El cardenal destacó el impacto que Francisco dejó en fieles de todo el mundo a través de su papado intenso y cercano. También recordó su última aparición pública, durante la bendición de Pascua, a pesar de su delicado estado de salud, un gesto que dejó una huella imborrable.
Basándose en el Evangelio proclamado durante la misa, Re comparó a Francisco con el apóstol Pedro, subrayando su misión como servidor del amor cristiano. Asimismo, rememoró momentos claves de su vida: su ingreso a la Compañía de Jesús, sus más de veinte años como arzobispo de Buenos Aires, y la elección de su nombre pontificio inspirado en San Francisco de Asís.
La misericordia, pilar fundamental de su pontificado, fue otro de los temas centrales de la homilía. “Francisco nos enseñó que Dios jamás se cansa de perdonar”, resaltó el cardenal, quien también recordó su fuerte compromiso con los refugiados, su viaje a Lampedusa y su histórica visita a Irak en 2021.
Re cerró su mensaje evocando una frase que Francisco solía repetir: “Recen por mí”. Y, con emoción, concluyó: “Ahora te pedimos a ti que intercedas por nosotros desde el cielo”.
El cortejo y el entierro
Tras la misa, el féretro recorrió unos seis kilómetros por las calles de Roma, pasando frente a monumentos icónicos como el Coliseo y los Foros Imperiales, siguiendo en parte el antiguo recorrido de la Vía Papalis.
El destino final fue la Basílica de Santa María la Mayor, un sitio al que Francisco guardaba especial devoción.

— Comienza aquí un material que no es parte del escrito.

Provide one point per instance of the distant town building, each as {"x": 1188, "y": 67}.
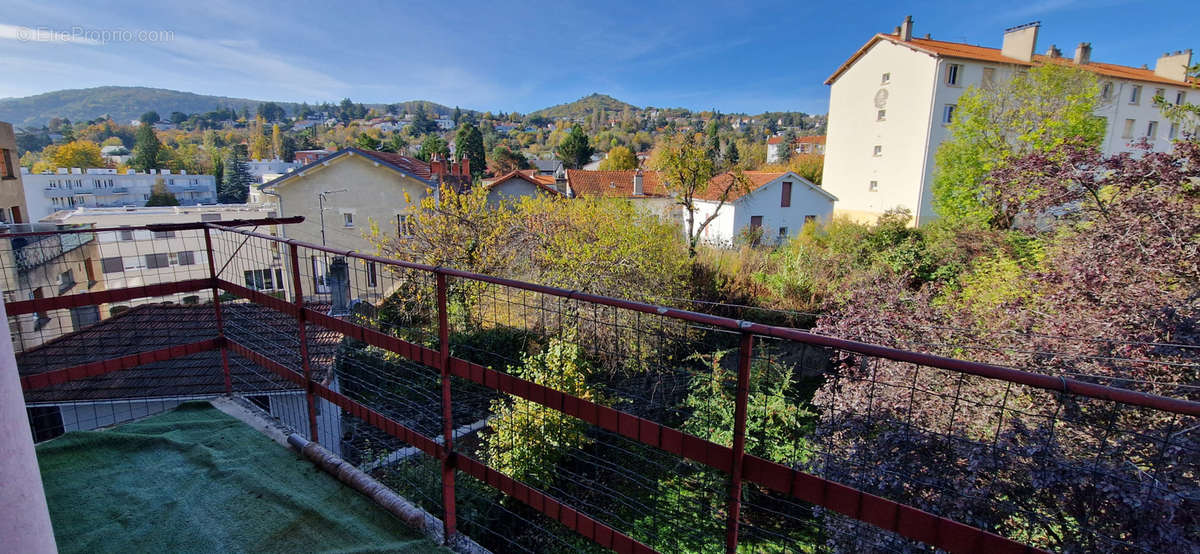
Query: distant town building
{"x": 100, "y": 187}
{"x": 814, "y": 144}
{"x": 891, "y": 104}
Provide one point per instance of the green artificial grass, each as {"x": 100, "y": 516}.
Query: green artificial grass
{"x": 197, "y": 480}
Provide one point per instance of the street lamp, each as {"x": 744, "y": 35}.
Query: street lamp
{"x": 321, "y": 202}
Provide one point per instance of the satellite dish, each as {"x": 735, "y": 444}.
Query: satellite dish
{"x": 881, "y": 98}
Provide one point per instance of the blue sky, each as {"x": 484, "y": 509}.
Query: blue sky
{"x": 735, "y": 56}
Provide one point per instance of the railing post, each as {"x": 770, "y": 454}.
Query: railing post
{"x": 301, "y": 325}
{"x": 448, "y": 459}
{"x": 739, "y": 440}
{"x": 216, "y": 309}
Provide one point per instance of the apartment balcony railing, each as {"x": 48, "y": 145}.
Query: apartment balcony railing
{"x": 427, "y": 378}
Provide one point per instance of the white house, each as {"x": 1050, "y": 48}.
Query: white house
{"x": 100, "y": 187}
{"x": 778, "y": 203}
{"x": 892, "y": 101}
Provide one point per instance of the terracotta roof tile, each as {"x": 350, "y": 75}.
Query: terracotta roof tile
{"x": 613, "y": 184}
{"x": 972, "y": 52}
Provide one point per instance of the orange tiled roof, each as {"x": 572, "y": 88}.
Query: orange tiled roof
{"x": 545, "y": 182}
{"x": 613, "y": 184}
{"x": 972, "y": 52}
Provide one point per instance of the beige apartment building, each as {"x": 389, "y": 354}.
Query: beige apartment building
{"x": 12, "y": 191}
{"x": 891, "y": 104}
{"x": 137, "y": 257}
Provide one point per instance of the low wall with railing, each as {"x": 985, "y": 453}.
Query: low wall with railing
{"x": 535, "y": 419}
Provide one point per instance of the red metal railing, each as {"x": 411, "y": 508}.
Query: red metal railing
{"x": 741, "y": 468}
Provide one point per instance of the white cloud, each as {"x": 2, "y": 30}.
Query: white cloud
{"x": 25, "y": 34}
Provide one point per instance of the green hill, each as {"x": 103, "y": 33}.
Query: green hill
{"x": 586, "y": 106}
{"x": 126, "y": 103}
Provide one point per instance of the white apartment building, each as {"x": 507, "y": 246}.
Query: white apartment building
{"x": 892, "y": 101}
{"x": 101, "y": 187}
{"x": 137, "y": 258}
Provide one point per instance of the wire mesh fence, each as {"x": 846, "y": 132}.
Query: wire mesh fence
{"x": 544, "y": 420}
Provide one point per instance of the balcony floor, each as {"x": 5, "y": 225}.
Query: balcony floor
{"x": 197, "y": 480}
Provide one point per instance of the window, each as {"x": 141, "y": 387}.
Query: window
{"x": 948, "y": 114}
{"x": 155, "y": 262}
{"x": 7, "y": 169}
{"x": 405, "y": 224}
{"x": 953, "y": 72}
{"x": 989, "y": 77}
{"x": 66, "y": 281}
{"x": 112, "y": 265}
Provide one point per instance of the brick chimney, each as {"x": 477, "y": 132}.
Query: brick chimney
{"x": 1020, "y": 41}
{"x": 1174, "y": 66}
{"x": 437, "y": 167}
{"x": 1084, "y": 53}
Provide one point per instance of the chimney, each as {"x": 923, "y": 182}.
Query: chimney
{"x": 1020, "y": 41}
{"x": 1084, "y": 53}
{"x": 1174, "y": 66}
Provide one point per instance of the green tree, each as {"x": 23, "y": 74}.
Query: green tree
{"x": 160, "y": 196}
{"x": 469, "y": 144}
{"x": 431, "y": 145}
{"x": 79, "y": 154}
{"x": 147, "y": 150}
{"x": 237, "y": 180}
{"x": 1035, "y": 112}
{"x": 575, "y": 150}
{"x": 689, "y": 173}
{"x": 619, "y": 158}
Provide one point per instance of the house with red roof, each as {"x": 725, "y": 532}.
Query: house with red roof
{"x": 892, "y": 101}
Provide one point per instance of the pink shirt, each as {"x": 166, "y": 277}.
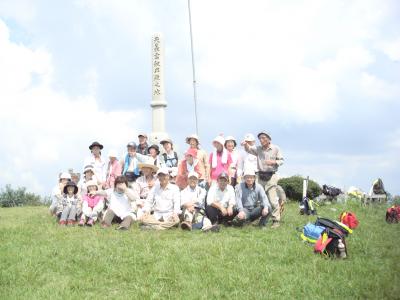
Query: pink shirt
{"x": 92, "y": 201}
{"x": 220, "y": 166}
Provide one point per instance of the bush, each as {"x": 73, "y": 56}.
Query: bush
{"x": 293, "y": 187}
{"x": 10, "y": 197}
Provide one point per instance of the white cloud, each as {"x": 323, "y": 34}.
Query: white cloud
{"x": 43, "y": 129}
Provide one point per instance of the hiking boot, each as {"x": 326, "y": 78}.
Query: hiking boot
{"x": 275, "y": 224}
{"x": 212, "y": 228}
{"x": 186, "y": 225}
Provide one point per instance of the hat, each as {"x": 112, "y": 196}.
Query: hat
{"x": 249, "y": 138}
{"x": 166, "y": 141}
{"x": 131, "y": 144}
{"x": 155, "y": 147}
{"x": 249, "y": 172}
{"x": 223, "y": 175}
{"x": 94, "y": 144}
{"x": 92, "y": 183}
{"x": 230, "y": 138}
{"x": 193, "y": 174}
{"x": 163, "y": 170}
{"x": 65, "y": 175}
{"x": 219, "y": 139}
{"x": 148, "y": 164}
{"x": 191, "y": 152}
{"x": 88, "y": 168}
{"x": 70, "y": 183}
{"x": 192, "y": 136}
{"x": 265, "y": 133}
{"x": 113, "y": 153}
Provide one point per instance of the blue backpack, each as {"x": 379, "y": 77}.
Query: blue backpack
{"x": 311, "y": 232}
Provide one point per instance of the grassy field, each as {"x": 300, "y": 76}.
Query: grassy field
{"x": 40, "y": 260}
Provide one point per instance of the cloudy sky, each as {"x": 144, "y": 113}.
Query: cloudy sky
{"x": 321, "y": 76}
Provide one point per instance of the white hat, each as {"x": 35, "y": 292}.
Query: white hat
{"x": 163, "y": 170}
{"x": 219, "y": 139}
{"x": 113, "y": 153}
{"x": 193, "y": 174}
{"x": 249, "y": 138}
{"x": 65, "y": 175}
{"x": 249, "y": 172}
{"x": 192, "y": 136}
{"x": 92, "y": 183}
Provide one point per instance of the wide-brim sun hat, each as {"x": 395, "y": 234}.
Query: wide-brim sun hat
{"x": 94, "y": 144}
{"x": 192, "y": 136}
{"x": 147, "y": 165}
{"x": 65, "y": 175}
{"x": 219, "y": 139}
{"x": 230, "y": 138}
{"x": 70, "y": 183}
{"x": 264, "y": 133}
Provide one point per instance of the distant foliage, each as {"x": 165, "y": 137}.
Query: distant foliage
{"x": 293, "y": 187}
{"x": 10, "y": 197}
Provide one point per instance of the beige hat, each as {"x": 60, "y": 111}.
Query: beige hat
{"x": 113, "y": 153}
{"x": 219, "y": 139}
{"x": 249, "y": 172}
{"x": 192, "y": 136}
{"x": 92, "y": 183}
{"x": 249, "y": 138}
{"x": 193, "y": 174}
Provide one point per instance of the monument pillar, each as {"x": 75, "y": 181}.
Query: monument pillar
{"x": 158, "y": 102}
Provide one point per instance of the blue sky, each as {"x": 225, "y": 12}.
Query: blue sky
{"x": 320, "y": 76}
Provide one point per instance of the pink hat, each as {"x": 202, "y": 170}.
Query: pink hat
{"x": 191, "y": 152}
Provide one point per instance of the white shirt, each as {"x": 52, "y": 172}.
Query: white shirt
{"x": 164, "y": 202}
{"x": 196, "y": 195}
{"x": 225, "y": 198}
{"x": 119, "y": 203}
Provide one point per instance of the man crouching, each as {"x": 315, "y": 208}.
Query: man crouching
{"x": 251, "y": 201}
{"x": 164, "y": 201}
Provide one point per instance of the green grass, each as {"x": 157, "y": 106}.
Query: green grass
{"x": 40, "y": 260}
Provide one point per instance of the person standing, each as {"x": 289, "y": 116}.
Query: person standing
{"x": 269, "y": 158}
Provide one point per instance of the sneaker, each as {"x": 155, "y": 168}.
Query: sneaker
{"x": 186, "y": 225}
{"x": 275, "y": 224}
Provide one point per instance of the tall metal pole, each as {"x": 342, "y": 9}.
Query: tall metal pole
{"x": 194, "y": 70}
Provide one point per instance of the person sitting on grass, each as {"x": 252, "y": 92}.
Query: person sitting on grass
{"x": 58, "y": 190}
{"x": 251, "y": 200}
{"x": 69, "y": 207}
{"x": 144, "y": 183}
{"x": 164, "y": 201}
{"x": 189, "y": 164}
{"x": 221, "y": 200}
{"x": 193, "y": 206}
{"x": 121, "y": 204}
{"x": 92, "y": 206}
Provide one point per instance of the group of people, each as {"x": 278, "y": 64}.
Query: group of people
{"x": 161, "y": 191}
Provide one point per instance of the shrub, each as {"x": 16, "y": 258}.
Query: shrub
{"x": 293, "y": 187}
{"x": 10, "y": 197}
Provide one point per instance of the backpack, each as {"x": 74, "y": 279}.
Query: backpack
{"x": 307, "y": 207}
{"x": 331, "y": 191}
{"x": 393, "y": 214}
{"x": 332, "y": 243}
{"x": 349, "y": 219}
{"x": 311, "y": 232}
{"x": 334, "y": 225}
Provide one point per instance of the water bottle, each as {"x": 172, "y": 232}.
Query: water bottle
{"x": 342, "y": 249}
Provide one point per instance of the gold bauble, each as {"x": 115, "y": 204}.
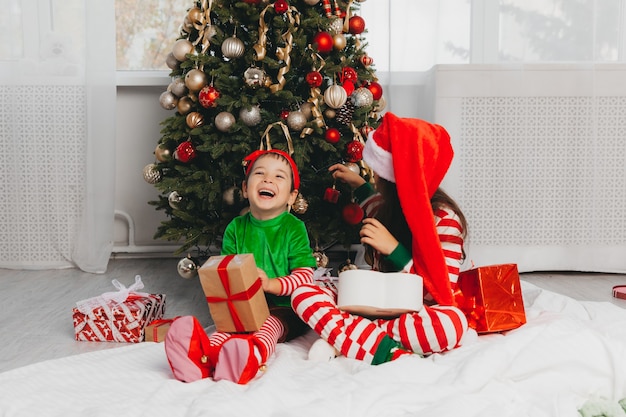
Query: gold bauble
{"x": 195, "y": 80}
{"x": 194, "y": 119}
{"x": 335, "y": 96}
{"x": 184, "y": 105}
{"x": 181, "y": 48}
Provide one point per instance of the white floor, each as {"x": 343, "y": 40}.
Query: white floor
{"x": 36, "y": 306}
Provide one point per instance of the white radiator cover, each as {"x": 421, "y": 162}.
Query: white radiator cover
{"x": 540, "y": 163}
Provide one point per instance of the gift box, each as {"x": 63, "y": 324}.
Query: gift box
{"x": 491, "y": 298}
{"x": 157, "y": 329}
{"x": 233, "y": 291}
{"x": 120, "y": 316}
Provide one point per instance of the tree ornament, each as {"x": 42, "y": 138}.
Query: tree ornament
{"x": 187, "y": 267}
{"x": 231, "y": 195}
{"x": 335, "y": 96}
{"x": 181, "y": 48}
{"x": 362, "y": 97}
{"x": 300, "y": 206}
{"x": 171, "y": 61}
{"x": 356, "y": 25}
{"x": 321, "y": 260}
{"x": 185, "y": 152}
{"x": 194, "y": 119}
{"x": 323, "y": 42}
{"x": 162, "y": 154}
{"x": 281, "y": 6}
{"x": 347, "y": 266}
{"x": 332, "y": 194}
{"x": 184, "y": 105}
{"x": 174, "y": 199}
{"x": 314, "y": 79}
{"x": 332, "y": 135}
{"x": 152, "y": 174}
{"x": 376, "y": 90}
{"x": 233, "y": 47}
{"x": 168, "y": 100}
{"x": 254, "y": 77}
{"x": 195, "y": 80}
{"x": 367, "y": 61}
{"x": 352, "y": 213}
{"x": 354, "y": 151}
{"x": 250, "y": 116}
{"x": 339, "y": 42}
{"x": 296, "y": 120}
{"x": 178, "y": 87}
{"x": 208, "y": 95}
{"x": 224, "y": 121}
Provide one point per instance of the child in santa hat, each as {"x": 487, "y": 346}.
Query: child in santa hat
{"x": 411, "y": 226}
{"x": 283, "y": 254}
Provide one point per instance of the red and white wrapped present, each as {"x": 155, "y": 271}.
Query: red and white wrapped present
{"x": 119, "y": 316}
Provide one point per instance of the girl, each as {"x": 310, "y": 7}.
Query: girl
{"x": 412, "y": 226}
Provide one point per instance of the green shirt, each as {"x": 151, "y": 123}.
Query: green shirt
{"x": 279, "y": 245}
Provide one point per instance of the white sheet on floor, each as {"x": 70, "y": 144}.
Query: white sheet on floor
{"x": 569, "y": 352}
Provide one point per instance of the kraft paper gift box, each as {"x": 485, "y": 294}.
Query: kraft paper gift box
{"x": 491, "y": 298}
{"x": 233, "y": 291}
{"x": 120, "y": 316}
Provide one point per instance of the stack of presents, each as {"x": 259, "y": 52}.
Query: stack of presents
{"x": 490, "y": 297}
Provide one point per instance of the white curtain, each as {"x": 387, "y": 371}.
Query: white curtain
{"x": 57, "y": 132}
{"x": 533, "y": 96}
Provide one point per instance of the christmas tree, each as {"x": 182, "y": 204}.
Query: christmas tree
{"x": 250, "y": 74}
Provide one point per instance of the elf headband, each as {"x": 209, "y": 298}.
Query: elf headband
{"x": 249, "y": 161}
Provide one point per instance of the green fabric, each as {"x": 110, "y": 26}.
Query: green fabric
{"x": 383, "y": 351}
{"x": 279, "y": 246}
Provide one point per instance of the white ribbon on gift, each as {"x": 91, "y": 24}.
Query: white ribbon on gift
{"x": 112, "y": 297}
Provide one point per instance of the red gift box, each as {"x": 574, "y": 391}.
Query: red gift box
{"x": 233, "y": 291}
{"x": 491, "y": 298}
{"x": 117, "y": 317}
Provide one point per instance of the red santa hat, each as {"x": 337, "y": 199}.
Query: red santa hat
{"x": 415, "y": 155}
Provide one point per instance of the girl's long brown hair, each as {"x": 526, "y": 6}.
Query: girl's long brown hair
{"x": 390, "y": 214}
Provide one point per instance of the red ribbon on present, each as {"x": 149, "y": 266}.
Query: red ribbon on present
{"x": 240, "y": 296}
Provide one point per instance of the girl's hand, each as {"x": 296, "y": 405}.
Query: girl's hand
{"x": 376, "y": 235}
{"x": 269, "y": 285}
{"x": 343, "y": 173}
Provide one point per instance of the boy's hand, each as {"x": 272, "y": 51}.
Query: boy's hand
{"x": 270, "y": 286}
{"x": 343, "y": 173}
{"x": 376, "y": 235}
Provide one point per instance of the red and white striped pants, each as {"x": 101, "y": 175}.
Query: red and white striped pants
{"x": 433, "y": 329}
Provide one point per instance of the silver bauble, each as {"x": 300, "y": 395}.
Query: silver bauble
{"x": 178, "y": 87}
{"x": 168, "y": 100}
{"x": 250, "y": 116}
{"x": 254, "y": 77}
{"x": 233, "y": 47}
{"x": 181, "y": 48}
{"x": 174, "y": 199}
{"x": 152, "y": 173}
{"x": 187, "y": 267}
{"x": 335, "y": 96}
{"x": 362, "y": 97}
{"x": 224, "y": 121}
{"x": 296, "y": 120}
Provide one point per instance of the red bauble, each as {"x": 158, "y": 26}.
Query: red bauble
{"x": 352, "y": 213}
{"x": 376, "y": 89}
{"x": 281, "y": 6}
{"x": 354, "y": 151}
{"x": 314, "y": 79}
{"x": 323, "y": 42}
{"x": 185, "y": 152}
{"x": 207, "y": 96}
{"x": 356, "y": 25}
{"x": 332, "y": 135}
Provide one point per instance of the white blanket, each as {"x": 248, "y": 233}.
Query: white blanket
{"x": 567, "y": 354}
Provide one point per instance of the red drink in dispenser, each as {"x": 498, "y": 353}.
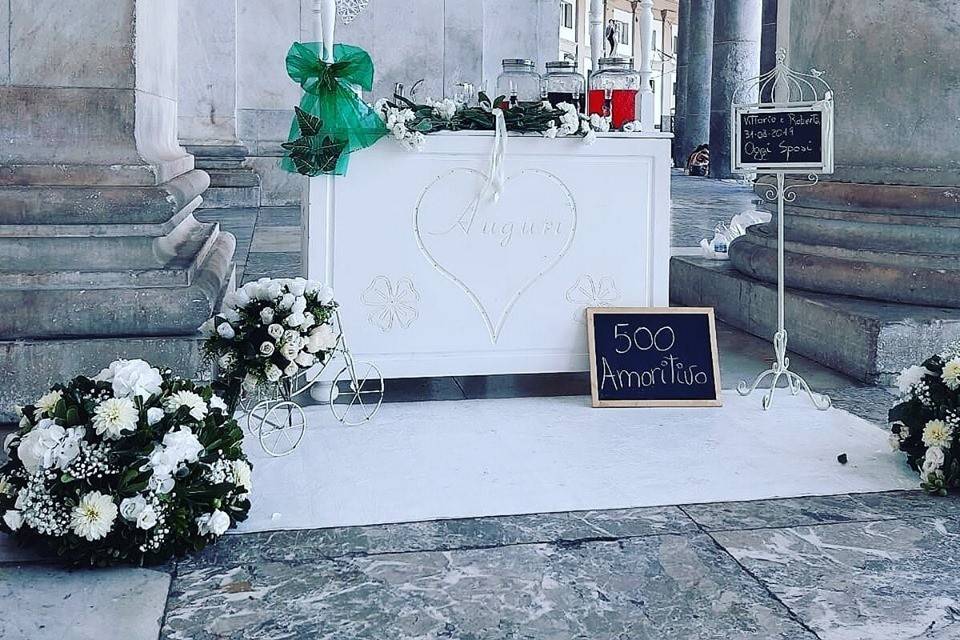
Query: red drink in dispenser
{"x": 620, "y": 105}
{"x": 613, "y": 91}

Allí reposan sus restos, cumpliendo su deseo de descansar junto a la Virgen que tantas veces visitó en momentos importantes de su pontificado.

A lo largo del trayecto, entre 150.000 y 200.000 personas se congregaron para despedirlo. Mientras tanto, un amplio operativo de seguridad se desplegó para garantizar el normal desarrollo de los actos. Más de 10.000 personas formaron parte del dispositivo, que incluyó 4.000 agentes policiales, 2.000 de tránsito, 4.000 voluntarios, unidades caninas, patrullas fluviales y vigilancia aérea mediante helicópteros y drones.
Por primera vez en una ceremonia papal, se implementaron sistemas de defensa anti-drones RCD, junto con bloqueadores de señales para prevenir amenazas tecnológicas.
El entierro se llevó a cabo de forma privada dentro de la Basílica. La tumba, elaborada en mármol de Liguria —región de origen de los abuelos de Bergoglio—, lleva únicamente la inscripción “FRANCISCUS” junto a la réplica de su cruz pectoral. El sepulcro fue dispuesto entre la Capilla Paulina y la Capilla Sforza, cerca del Altar de San Francisco.
Según la Santa Sede, el rito de inhumación comenzó a las 13:00 (hora de Roma, 8:00 en Argentina), siguiendo las normas del Ordo Exsequiarum Romani Pontificis, bajo la conducción del cardenal camarlengo, en presencia de la familia del Papa y de miembros del ceremonial vaticano.
La tumba de Francisco estará abierta al público a partir del domingo 27 de abril.